The Bank for International Settlements, in its Annual Economic Report released June 23, warned that dollar-pegged stablecoins like Tether’s USDT and Circle’s USDC are accelerating what it calls “stablecoin dollarization.” When financial stress hits emerging markets, people rush into these tokens as a fast lane to US dollar exposure. The result isn’t a new monetary paradigm. It’s the old one, turbocharged.

A $320 billion reinforcement of the status quo

Over 99% of the roughly $320 billion stablecoin market, as of end-May 2026, is tied to the US dollar. USDT and USDC dominate that figure. An earlier BIS research paper from May 5 pegged dollar dominance in stablecoin value at approximately 98%.

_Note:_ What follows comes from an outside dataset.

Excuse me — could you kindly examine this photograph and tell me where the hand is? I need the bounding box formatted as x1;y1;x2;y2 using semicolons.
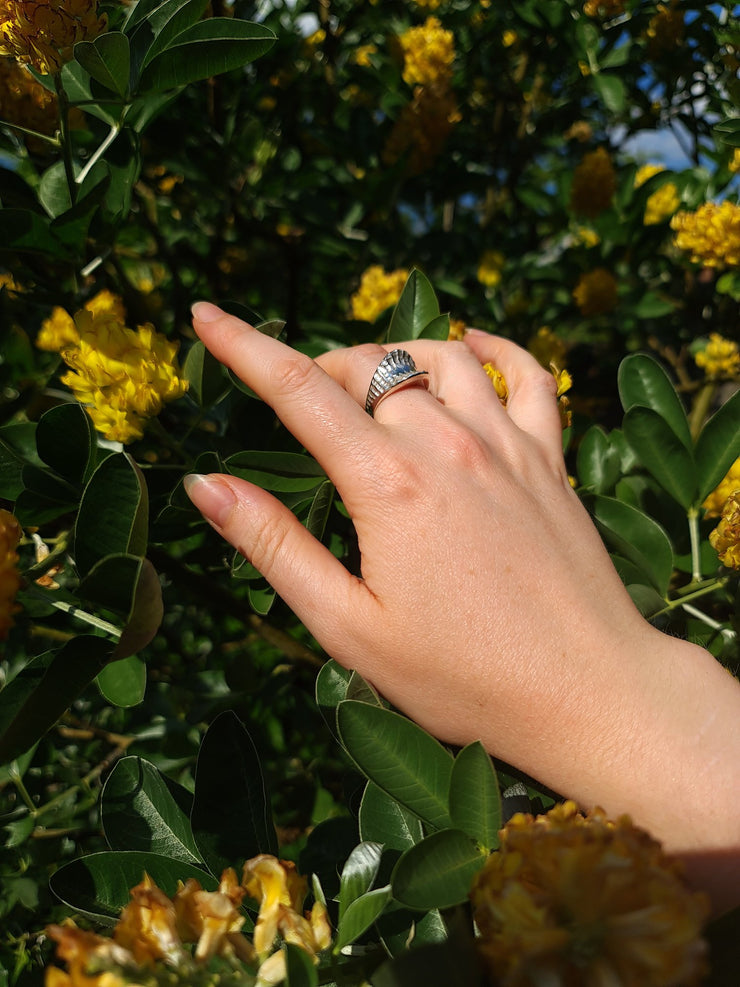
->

The BIS report doesn’t frame this as a neutral observation. It frames it as a structural risk, particularly for emerging market and developing economies. When residents of those countries can swap local currency for dollar-denominated stablecoins in seconds, it creates what amounts to a digital bank run on their own monetary systems during moments of stress.

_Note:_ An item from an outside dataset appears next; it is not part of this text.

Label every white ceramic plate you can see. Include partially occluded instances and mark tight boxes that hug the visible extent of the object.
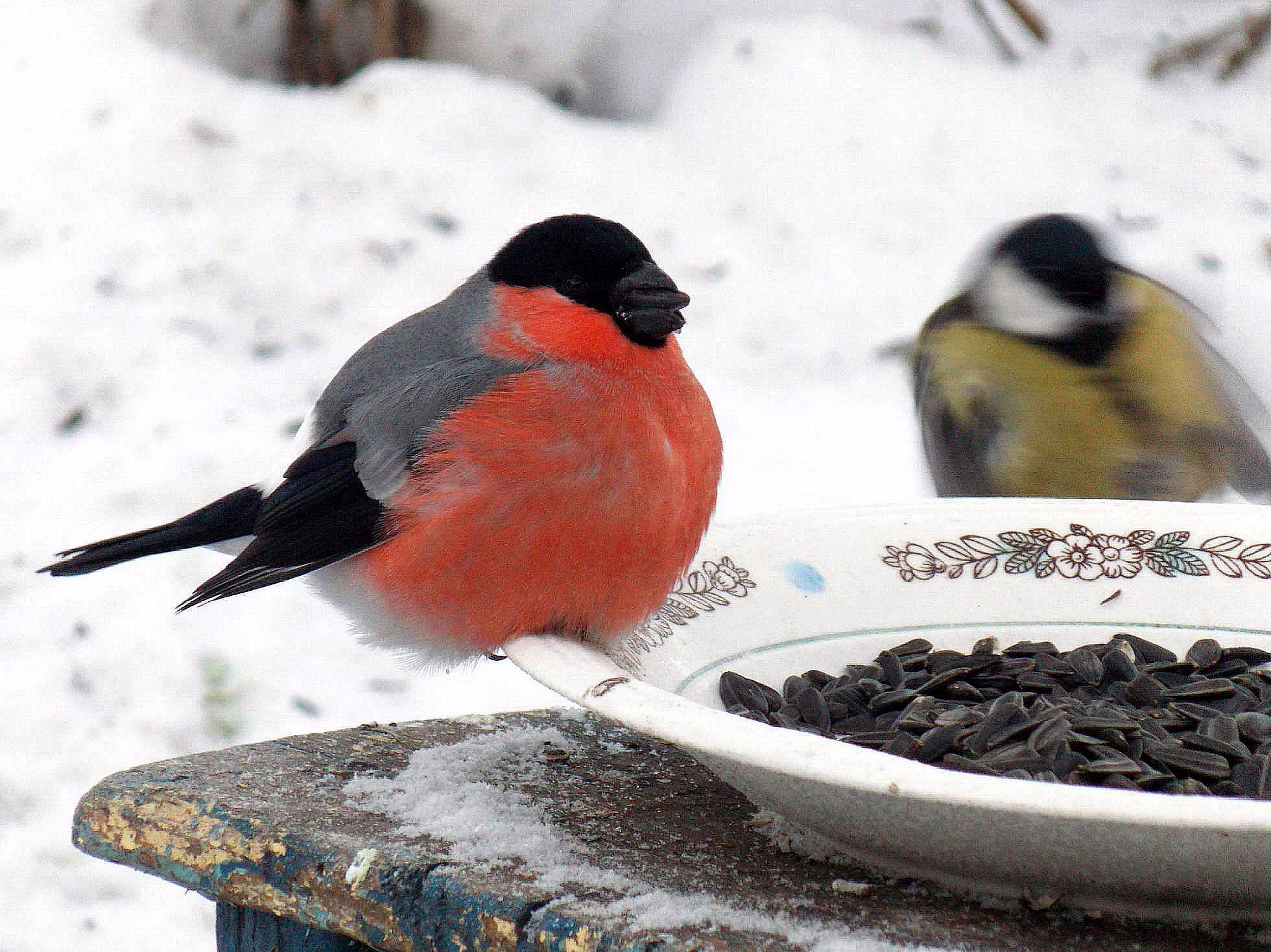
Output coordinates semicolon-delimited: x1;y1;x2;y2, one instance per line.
507;499;1271;920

The report also took a swipe at the fundamental design of stablecoins themselves. The BIS argued they fail to meet what it considers core monetary properties: singleness (one dollar should always equal one dollar, regardless of who issued the token), elasticity (the money supply should expand and contract with economic needs), interoperability (different forms of money should work seamlessly together), and integrity (resistance to fraud and illicit use).